Cuando el misterio es demasiado impresionante, es imposible desobedecer.
Antoine de Saint-Exupéry
Siguiendo un largo camino de tierra, por momentos intransitable y en una zona desolada, sin árboles ni flores, invadido por abundante vegetación seca, se avizoraba el esqueleto —erguido aún— de la casona. Como enormes bocas abiertas, los huecos de puertas y ventanas, de lo que fuera otrora una enorme mansión, como testimonio mudo de un pasado muy lejano.
No existían vecinos cercanos; el pequeño pueblo se situaba a muchos kilómetros del lugar.

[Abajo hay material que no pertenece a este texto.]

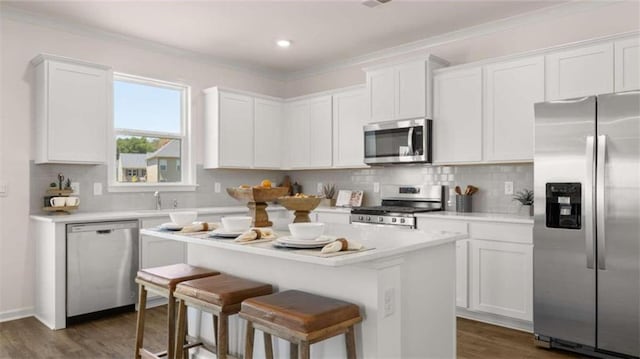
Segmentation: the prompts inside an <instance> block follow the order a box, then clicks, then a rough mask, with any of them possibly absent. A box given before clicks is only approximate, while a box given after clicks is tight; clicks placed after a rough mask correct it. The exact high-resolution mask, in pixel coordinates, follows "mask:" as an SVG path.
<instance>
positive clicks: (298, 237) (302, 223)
mask: <svg viewBox="0 0 640 359" xmlns="http://www.w3.org/2000/svg"><path fill="white" fill-rule="evenodd" d="M289 232H291V236H292V237H293V238H295V239H307V240H311V239H316V238H318V237H320V236H321V235H322V233H324V223H317V222H316V223H291V224H290V225H289Z"/></svg>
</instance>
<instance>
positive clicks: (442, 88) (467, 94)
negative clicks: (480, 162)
mask: <svg viewBox="0 0 640 359" xmlns="http://www.w3.org/2000/svg"><path fill="white" fill-rule="evenodd" d="M481 160H482V70H481V68H480V67H476V68H471V69H462V70H455V71H447V72H442V73H439V74H436V75H435V76H434V114H433V162H434V163H440V164H442V163H460V162H479V161H481Z"/></svg>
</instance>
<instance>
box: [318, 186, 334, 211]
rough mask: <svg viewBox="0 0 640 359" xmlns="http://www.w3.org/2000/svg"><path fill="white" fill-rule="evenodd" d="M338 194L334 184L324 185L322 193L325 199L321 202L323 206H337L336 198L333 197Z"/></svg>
mask: <svg viewBox="0 0 640 359" xmlns="http://www.w3.org/2000/svg"><path fill="white" fill-rule="evenodd" d="M335 194H336V186H335V185H333V184H325V185H323V186H322V195H323V196H324V199H322V201H321V202H320V206H321V207H335V206H336V200H335V198H333V197H334V196H335Z"/></svg>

Cientos de años atrás, cuando la hacienda era floreciente se cubrían hectáreas de arboledas; a ambos lados de la alameda por donde se ingresaba a la finca, abundaban los frutales; manzanos, ciruelos, durazneros y múltiples naranjos.

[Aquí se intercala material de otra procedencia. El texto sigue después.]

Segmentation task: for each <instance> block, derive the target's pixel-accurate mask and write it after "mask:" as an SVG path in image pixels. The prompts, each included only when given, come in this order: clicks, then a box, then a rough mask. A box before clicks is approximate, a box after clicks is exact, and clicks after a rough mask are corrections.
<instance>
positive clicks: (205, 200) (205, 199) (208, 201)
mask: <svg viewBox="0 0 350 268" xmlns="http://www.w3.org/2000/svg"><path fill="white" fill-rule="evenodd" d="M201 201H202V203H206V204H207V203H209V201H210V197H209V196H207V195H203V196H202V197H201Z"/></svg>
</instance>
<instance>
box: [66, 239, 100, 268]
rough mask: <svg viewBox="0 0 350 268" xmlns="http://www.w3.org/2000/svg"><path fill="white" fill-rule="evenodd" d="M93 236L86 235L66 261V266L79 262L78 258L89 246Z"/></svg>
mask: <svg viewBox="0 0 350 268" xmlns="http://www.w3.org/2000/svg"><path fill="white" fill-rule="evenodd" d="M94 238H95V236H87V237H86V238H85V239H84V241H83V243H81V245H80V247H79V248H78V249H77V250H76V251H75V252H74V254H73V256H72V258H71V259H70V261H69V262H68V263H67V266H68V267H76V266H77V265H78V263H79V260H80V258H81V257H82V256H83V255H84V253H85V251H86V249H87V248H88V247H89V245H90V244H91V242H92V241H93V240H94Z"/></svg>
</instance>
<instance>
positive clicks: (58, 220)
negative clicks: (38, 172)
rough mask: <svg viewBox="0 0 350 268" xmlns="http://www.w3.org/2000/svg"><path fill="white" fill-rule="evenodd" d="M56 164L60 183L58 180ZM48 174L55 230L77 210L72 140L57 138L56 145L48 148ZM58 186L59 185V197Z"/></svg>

Rodeaban la mansión —blanca y espectacular— pasillos con techo de teja cubiertos de hortensias multicolores, donde se situaban sillones de mimbre para el reposo.
Los campos se cultivaban para el ganado, que era abundante.
Un sinfín de personas circulaban en su entorno —todos de piel oscura y cabello carbón— de todas las edades: las mujeres y los niños se dedicaban, por lo general, a las tareas domésticas; los hombres a la pradera y los animales.
El patrón —de ceño adusto y gran porte— no perdía detalle de su hacienda; circulaba a caballo y estaba en todos lados.
Su familia —dos niños y su mujer— se mantenía al margen, por lo general dentro de la casa, tras ventanales cerrados y en semioscuridad.
Ramón, un hermoso morenito se ocupaba, desde corta edad del jardín, rodeado siempre de sus perros, que tanto amaba, compartía con ellos lo poco que poseía.
Eran perros cimarrones y en los días de frío se amontonaban a su alrededor sobre un jergón en las barracas dándose calor mutuo.
Recorría con ellos la hacienda hasta la laguna pastoreando las ovejas.
En esa situación, el niño y su familia se esmeraban en su trabajo, aunque recibieran solo un techo en el barrancón y una ración de comida.
Solía compartir su jornada con una hermosa niña de piel oscura y ojos brillantes, hija de trabajadores como él.
Su corazón se alegraba cuando la veía venir junto a las ovejas y ambos partían hacia la laguna, rodeados siempre de la jauría, para descansar a la sombra de los árboles que rodeaban la aguada.
La mayoría de las veces recogían frutos y miel por el camino y con ellos se alimentaban en la jornada.
Entablaron una tierna amistad, mientras el tiempo pasaba. Con lo poco que tenían les bastaba; se tenían uno al otro.
Ambos se convirtieron en bellos adolescentes. El desarrollo de la joven no le pasaba desapercibido al patrón que solía aparecer de improviso cuando estaban juntos, conminándoles tareas diversas para alejarlos. Sus ojos chispeaban al dirigir la mirada hacia la hermosa morena.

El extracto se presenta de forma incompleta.